Smooth supersaturated models (SSM) are polynomial models with more terms than there are design points, with the model coefficients selected as thoe that produce the model that minimizes the roughness. Formally, let d = (d1, …, dn)T be a vector of n design points (with no replicated points) in d factors and let y = (y1, …, yn)T be a vector of associated observations. Let f(x) be an N × 1 vector containing a set of linearly independent polynomials with N > n. The smooth supersaturated model is defined as s(x) = f(x)Tθ, with θ being the coefficient vector such that for all i ∈ 1, …, n we have s(xi) = yi and $$\int_{\mathcal X}\sum_{i,j}\frac{\partial s(x)}{\partial x_i \partial x_j}^2~\mathrm dx$$ is minimised.
Smooth supersaturated models are are spline-like models and converge to splines as N → ∞. The polynomial nature of the model means that sensitivity indices are computed analytically from the coefficient vector θ.
The SSM
package defines an S4 class called
"SSM"
which contains all the information regarding the
model basis f(x), the
coefficient vector θ as well
as numerous other information regarding the model such as sensititivity
indices and estimated metamodel error. The main function provided by the
SSM
package is fit.ssm
and this is used to
construct smooth supersaturated models and analyze them as follows:
design <- seq(-1, 1, 0.25)
responses <- sapply(design, "^", 2)
s <- fit.ssm(design, responses)
s
## Smooth supersaturated model in d=1 variables with N=29 terms over design of n=9 points.
## Smoothness measure Psi_2=7.423354
Also included are methods to plot SSM and predict with SSM.
Additionally, the sensitivity.plot
function is useful
for visually identifying important variables and interactions in the
model. The transform11
function is used to transform
designs to lay within [−1, 1]d, which is
assumed by the default behaviour of fit.ssm
.
In this section we discuss the use of the fit.ssm
function.

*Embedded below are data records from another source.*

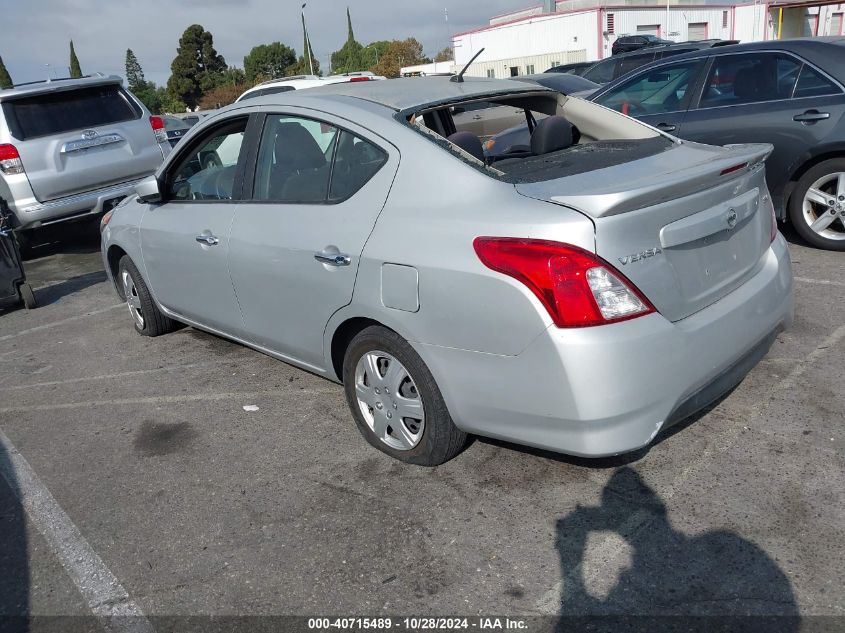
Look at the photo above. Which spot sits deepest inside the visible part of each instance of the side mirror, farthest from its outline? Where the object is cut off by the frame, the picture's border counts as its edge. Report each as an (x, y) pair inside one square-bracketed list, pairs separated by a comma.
[(148, 190)]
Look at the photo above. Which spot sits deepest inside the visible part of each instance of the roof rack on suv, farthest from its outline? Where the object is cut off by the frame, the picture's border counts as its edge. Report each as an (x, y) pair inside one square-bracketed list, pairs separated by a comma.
[(50, 80)]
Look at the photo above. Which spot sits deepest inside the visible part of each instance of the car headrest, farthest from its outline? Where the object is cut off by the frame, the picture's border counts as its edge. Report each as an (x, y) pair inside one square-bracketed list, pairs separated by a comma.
[(296, 149), (551, 134), (747, 84), (468, 142)]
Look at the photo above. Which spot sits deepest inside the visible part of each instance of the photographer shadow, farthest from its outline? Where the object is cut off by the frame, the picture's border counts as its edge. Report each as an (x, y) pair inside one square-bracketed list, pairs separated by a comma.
[(14, 564), (716, 581)]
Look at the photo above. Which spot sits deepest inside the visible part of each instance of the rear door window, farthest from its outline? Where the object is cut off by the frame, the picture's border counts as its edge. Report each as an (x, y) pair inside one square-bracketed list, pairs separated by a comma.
[(812, 83), (68, 110), (659, 90), (749, 78)]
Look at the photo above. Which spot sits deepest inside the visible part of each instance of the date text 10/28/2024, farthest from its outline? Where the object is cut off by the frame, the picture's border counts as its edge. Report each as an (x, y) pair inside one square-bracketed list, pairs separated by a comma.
[(417, 624)]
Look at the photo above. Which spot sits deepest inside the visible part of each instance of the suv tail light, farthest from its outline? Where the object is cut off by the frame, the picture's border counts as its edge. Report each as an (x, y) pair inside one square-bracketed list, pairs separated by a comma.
[(577, 288), (10, 160), (157, 123)]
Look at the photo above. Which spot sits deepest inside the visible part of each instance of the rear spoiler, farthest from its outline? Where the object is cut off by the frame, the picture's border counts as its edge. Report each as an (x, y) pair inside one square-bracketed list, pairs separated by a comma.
[(59, 85)]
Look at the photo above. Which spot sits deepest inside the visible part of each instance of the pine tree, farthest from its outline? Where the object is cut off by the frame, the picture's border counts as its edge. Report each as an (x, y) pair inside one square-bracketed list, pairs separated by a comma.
[(307, 53), (75, 69), (134, 73), (197, 68), (5, 79), (349, 58)]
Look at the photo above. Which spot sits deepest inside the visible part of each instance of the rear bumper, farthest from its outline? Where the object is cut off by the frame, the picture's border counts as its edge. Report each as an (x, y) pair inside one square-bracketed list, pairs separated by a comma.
[(30, 213), (608, 390)]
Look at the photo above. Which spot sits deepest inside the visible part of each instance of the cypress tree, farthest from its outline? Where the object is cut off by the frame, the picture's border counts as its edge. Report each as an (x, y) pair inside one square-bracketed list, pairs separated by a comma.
[(134, 73), (75, 69), (5, 79)]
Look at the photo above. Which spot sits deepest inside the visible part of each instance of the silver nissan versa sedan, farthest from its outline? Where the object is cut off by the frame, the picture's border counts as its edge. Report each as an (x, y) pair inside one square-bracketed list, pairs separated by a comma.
[(577, 296)]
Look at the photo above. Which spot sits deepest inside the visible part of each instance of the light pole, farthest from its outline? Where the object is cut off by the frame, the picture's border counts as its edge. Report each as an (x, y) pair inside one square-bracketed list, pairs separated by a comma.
[(307, 40)]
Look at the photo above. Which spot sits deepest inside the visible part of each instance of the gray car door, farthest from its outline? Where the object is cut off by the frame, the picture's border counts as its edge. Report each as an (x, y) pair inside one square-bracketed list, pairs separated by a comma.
[(765, 97), (658, 96), (184, 240), (318, 186)]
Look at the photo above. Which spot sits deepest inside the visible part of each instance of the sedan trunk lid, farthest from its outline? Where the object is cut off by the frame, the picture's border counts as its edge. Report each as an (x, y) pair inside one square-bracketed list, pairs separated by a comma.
[(687, 226)]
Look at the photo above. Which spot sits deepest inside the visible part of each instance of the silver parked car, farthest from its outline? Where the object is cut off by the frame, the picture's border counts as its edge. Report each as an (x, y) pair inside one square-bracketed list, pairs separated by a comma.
[(73, 147), (579, 298)]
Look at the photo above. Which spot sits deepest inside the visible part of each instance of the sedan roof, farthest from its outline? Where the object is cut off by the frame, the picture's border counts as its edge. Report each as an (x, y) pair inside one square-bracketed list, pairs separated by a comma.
[(418, 92)]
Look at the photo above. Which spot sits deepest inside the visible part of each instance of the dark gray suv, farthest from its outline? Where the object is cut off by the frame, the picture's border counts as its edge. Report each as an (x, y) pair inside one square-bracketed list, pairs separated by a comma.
[(790, 93)]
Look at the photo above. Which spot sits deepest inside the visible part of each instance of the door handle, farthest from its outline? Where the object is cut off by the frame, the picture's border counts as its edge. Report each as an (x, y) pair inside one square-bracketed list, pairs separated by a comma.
[(333, 259), (811, 116), (209, 240)]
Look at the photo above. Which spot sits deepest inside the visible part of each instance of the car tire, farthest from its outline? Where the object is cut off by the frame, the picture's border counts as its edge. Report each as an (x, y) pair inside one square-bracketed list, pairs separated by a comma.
[(27, 296), (803, 212), (147, 318), (376, 349)]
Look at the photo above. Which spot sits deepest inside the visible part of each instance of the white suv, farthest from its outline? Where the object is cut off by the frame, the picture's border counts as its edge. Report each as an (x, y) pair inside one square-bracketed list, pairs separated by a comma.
[(73, 147)]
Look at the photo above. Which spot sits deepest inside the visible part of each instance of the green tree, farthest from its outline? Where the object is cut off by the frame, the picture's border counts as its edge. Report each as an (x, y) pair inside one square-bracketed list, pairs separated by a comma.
[(75, 68), (307, 60), (5, 78), (400, 53), (268, 61), (169, 103), (372, 53), (446, 55), (134, 72), (197, 67), (350, 57)]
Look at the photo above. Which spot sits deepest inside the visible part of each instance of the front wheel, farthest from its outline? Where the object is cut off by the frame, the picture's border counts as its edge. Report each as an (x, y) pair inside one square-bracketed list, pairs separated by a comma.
[(817, 206), (395, 400), (148, 319)]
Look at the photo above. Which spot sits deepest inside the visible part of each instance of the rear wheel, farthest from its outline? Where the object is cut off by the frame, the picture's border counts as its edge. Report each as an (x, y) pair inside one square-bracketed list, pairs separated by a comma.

At it’s most basic level it only needs to be supplied with a
design – a matrix with each design point being a row, or a vector for
one factor data – and a matching vector of responses. It will then
generate an appropriately sized basis and fit a model smoothing over
[−1, 1]d.
The behaviour of fit.ssm
is highly customisable. We
highlight the four most useful options:
basis_size
: This option sets the size N of the generated basis. By
default, when supplied with a dataset of n points in d factors, fit.ssm
will
generate a basis with N = 20 × d + n
polynomial terms. Larger values of N will produce smoother models and
are therefore desirable. However, large values of N come at a computational cost so
the default N is rather
conservative. Also, values too large will result in numeric instability.
It is recommended to plot SSM to check if there are artifacts around the
smoothing region border and reducing N if problems are present.# default behaviour
s <- fit.ssm(design, responses); s
## Smooth supersaturated model in d=1 variables with N=29 terms over design of n=9 points.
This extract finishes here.